3. Fix one of the surfaced issues

Now instruct the SonarQube agent to fix the high-severity issue with the following prompt:

Fix the high-severity issue present on line 39 of location_lookup.py

The agent reads the prompt, fetches the rule description to determine the best fix, and triggers the sonar-fix-issue skill, remediating the issue and committing the code fix. In doing so, the agent utilizes Python’s secure tempfile.NamedTemporaryFile(...) flow instead of a hard-coded public temp directory path and pushes the secure implementation on the PR branch.

With the fix applied and committed, we can inspect the correction at the code level:

Now you’re up and running with the SonarQube Agent App for GitHub.
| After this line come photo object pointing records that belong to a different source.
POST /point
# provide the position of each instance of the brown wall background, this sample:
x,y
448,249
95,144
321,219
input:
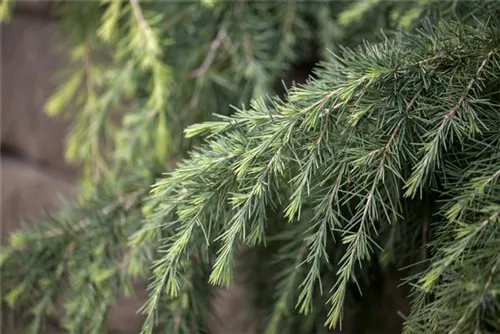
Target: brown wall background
x,y
33,173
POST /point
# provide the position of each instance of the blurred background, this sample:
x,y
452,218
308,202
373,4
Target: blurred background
x,y
33,173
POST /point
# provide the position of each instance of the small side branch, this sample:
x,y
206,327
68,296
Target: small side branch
x,y
125,202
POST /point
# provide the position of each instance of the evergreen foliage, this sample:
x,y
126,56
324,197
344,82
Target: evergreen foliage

Consider running the sonar-analyze skill on all code fixes supplied by the SonarQube or Copilot agent to verify the results.

Verify the setup

Confirm that the SonarQube Agent App for GitHub is properly set up when all of the following hold true:

  • The SonarQube agent shows up in the Agents dropdown for the configured repository and can be @-mentioned in a PR comment.
  • The COPILOT_MCP_SONARQUBE_ORG and (optional) COPILOT_MCP_SONARQUBE_PROJECT_KEY are listed under Settings → Security → Secrets and variables → Agents → Variables at your chosen scope. Alternatively, a sonar-project.properties file exists at the project root.
  • A natural-language prompt like "show me the new SonarQube issues on this PR" triggers /sonar-list-issues --pr <n> behind the scenes and returns real data. Alternatively, explicit invocation of the slash skill returns the same.